Литмир - Электронная Библиотека
A
A

– Не, мелковат, ты для меня мальчонка, да и борода не растет!

– Борода в женщине не главное! – раздалось за спиной. Мы обернулись. За нами стоял Владимир, с совершенно каменным лицом. Вот эта его манера всегда говорить с серьезным видом сбивала людей с толку. Почему, мне не ясно. Ведь всегда можно посмотреть человеку в глаза, смеются они или нет. С первого взгляда видно, что в них пляшут озорные огоньки. И смотрит он на нас с задором.

– Вы девушки решили, когда биться будете?

– Весной, наверное, я клинок у «Зареченцев» заказала. Но доспех некогда пока что делать, одиннадцатый класс все же, – отрапортовала я.

– А я не знаю, – ответила Марина грустно, – Я попросила у родителей деньги на железо вместо выпускного платья. Как дадут буду в свободное время бригантину собирать.

Повисла тишина, мы с Вовой смотрели на подругу с неприкрытым удивлением.

– Марина, а как же выпускной, платье, ресторан, танцы, рассвет над рекой?

– Не надо мне это все! – ответила она более резко, чем хотела, и извинившись отошла.

Я что бы не стоять с Владимиром наедине, то же пролепетала что-то про закончившееся питье, и ретировалась в сторону котла. Меня сильно удивило заявление подруги. Я не помню ни чего такого в прошлый раз. Хотя если бы она променяла бальное платье на доспех, то, наверное, я бы эту историю знала. Всплыло в памяти, как мы с мамой пошли покупать мне платье на выпускной. Воздушное, голубое, с вышитым лифом. А потом как у трети девочек в классе были голубые платья, и нас намучился расставлять фотограф. Невольно улыбнулась. Пока меня за платьем не звали.

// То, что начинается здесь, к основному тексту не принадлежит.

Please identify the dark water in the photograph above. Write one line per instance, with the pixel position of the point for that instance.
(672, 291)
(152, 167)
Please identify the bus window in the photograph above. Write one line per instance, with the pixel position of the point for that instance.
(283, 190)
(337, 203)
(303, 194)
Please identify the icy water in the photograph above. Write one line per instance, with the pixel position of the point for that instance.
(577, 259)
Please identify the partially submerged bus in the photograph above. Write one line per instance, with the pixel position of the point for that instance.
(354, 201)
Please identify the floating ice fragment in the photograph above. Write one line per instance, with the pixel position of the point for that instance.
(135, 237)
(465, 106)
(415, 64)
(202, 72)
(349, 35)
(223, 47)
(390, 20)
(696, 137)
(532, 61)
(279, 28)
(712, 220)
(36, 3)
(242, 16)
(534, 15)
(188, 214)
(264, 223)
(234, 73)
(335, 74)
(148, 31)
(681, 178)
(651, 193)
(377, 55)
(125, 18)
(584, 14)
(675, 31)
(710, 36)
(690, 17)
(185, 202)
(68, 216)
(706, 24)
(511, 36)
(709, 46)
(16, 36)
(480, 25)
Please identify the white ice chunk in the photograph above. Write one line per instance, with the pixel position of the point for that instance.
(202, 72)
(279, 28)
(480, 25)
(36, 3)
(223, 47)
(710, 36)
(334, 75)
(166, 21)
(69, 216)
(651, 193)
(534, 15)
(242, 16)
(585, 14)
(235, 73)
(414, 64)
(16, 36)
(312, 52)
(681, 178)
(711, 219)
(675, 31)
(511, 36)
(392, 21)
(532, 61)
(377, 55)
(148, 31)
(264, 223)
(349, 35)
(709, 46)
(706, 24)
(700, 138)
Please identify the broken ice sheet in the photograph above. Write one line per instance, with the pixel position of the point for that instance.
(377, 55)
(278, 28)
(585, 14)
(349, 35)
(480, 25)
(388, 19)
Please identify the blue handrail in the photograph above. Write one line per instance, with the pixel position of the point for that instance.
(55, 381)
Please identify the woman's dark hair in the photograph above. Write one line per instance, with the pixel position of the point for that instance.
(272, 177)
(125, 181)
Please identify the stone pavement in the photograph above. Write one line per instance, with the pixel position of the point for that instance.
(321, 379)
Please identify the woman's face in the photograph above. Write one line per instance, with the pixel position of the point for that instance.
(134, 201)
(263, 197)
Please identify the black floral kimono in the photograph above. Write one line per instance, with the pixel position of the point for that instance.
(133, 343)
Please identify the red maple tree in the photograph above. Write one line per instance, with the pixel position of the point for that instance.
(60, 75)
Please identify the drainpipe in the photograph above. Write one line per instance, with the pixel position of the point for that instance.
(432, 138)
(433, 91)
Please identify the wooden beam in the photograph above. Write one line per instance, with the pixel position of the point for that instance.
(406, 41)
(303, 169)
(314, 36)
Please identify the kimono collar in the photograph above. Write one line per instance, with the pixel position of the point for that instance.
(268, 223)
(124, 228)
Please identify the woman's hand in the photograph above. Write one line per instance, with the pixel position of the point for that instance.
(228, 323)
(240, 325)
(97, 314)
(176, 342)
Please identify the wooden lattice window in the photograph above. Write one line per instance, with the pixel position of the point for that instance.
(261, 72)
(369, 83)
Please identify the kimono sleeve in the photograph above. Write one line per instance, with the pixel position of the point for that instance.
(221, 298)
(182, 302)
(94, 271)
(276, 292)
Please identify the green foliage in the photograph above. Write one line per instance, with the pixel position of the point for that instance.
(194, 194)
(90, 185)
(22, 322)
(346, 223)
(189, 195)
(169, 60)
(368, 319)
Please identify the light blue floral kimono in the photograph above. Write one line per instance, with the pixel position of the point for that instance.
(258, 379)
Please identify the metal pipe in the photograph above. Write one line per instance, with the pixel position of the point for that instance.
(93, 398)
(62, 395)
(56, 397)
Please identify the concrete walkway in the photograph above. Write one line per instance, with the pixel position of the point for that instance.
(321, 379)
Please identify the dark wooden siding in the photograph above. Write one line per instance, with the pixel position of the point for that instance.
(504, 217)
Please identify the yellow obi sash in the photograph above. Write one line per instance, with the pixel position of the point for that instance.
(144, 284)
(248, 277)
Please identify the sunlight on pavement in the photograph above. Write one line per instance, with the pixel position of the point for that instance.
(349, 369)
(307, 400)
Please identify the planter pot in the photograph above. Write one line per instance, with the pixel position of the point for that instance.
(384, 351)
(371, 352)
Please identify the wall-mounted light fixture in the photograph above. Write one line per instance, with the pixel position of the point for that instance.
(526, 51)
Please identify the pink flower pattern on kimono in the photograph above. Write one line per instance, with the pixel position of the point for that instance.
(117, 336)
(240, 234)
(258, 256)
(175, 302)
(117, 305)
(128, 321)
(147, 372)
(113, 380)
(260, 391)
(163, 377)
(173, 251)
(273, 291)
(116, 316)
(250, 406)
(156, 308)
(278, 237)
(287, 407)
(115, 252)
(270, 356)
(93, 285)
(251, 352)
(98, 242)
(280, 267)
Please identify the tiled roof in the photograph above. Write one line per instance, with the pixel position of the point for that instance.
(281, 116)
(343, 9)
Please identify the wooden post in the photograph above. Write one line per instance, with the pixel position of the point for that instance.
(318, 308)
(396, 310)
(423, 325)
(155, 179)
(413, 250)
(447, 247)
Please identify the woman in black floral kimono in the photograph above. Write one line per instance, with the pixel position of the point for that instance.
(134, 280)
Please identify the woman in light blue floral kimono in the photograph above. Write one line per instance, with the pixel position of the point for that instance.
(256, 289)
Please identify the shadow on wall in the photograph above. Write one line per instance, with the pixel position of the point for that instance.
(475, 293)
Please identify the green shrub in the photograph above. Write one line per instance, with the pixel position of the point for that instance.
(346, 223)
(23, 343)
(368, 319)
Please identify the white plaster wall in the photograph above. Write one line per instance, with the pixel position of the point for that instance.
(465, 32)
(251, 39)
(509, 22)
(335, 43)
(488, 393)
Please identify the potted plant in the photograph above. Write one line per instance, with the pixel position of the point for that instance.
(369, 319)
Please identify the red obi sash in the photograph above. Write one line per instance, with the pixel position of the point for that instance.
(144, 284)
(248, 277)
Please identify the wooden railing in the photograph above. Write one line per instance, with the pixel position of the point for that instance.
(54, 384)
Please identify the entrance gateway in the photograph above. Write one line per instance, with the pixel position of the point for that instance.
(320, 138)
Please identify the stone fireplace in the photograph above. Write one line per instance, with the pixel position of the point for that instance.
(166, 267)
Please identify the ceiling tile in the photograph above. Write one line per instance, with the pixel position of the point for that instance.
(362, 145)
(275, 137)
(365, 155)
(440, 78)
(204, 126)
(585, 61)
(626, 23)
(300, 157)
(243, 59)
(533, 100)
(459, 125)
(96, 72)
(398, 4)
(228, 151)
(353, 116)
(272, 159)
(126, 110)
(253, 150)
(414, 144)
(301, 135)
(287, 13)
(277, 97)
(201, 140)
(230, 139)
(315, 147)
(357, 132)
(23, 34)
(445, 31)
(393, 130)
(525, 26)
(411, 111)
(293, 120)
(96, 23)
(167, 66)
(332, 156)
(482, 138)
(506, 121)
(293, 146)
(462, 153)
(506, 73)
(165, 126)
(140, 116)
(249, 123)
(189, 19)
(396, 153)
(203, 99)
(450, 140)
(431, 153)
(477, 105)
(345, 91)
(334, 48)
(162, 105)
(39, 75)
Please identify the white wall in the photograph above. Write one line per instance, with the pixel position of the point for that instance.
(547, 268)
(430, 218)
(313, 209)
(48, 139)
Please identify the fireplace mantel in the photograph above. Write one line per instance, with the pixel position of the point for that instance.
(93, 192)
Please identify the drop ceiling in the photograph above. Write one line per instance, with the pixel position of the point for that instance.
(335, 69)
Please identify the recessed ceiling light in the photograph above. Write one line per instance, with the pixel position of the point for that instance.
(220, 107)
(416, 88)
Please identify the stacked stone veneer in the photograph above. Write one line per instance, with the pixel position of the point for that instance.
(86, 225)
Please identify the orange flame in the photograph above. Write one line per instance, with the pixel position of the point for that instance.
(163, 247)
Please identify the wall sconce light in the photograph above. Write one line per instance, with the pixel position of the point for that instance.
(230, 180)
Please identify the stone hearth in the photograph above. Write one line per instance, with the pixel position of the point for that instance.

Погрузившись в мысли, не заметила, как почти налетела на Геннадия. Круто разворачиваться и идти прочь было бы не вежливо. Мне и так рядом с ним изменяли выдержка и хорошие манеры. Хотелось взять его за грудки, трясти и орать: «Смотри! Смотри! Видишь шрамы и рубцы на моем сердце!? Это все твоих рук дело! Это ты растоптал, уничтожил все что между нами было! Превратил мою душу в ледяную пустыню! Поэтому не смей говорить со мной, подходить ко мне, смотреть в мою сторону!». Странная, кстати реакция. Я уже лет десять полагала, что мне глубоко безразлично все, что между нами было, и чем все закончилось. Гормоны что ли выверт такой дают?!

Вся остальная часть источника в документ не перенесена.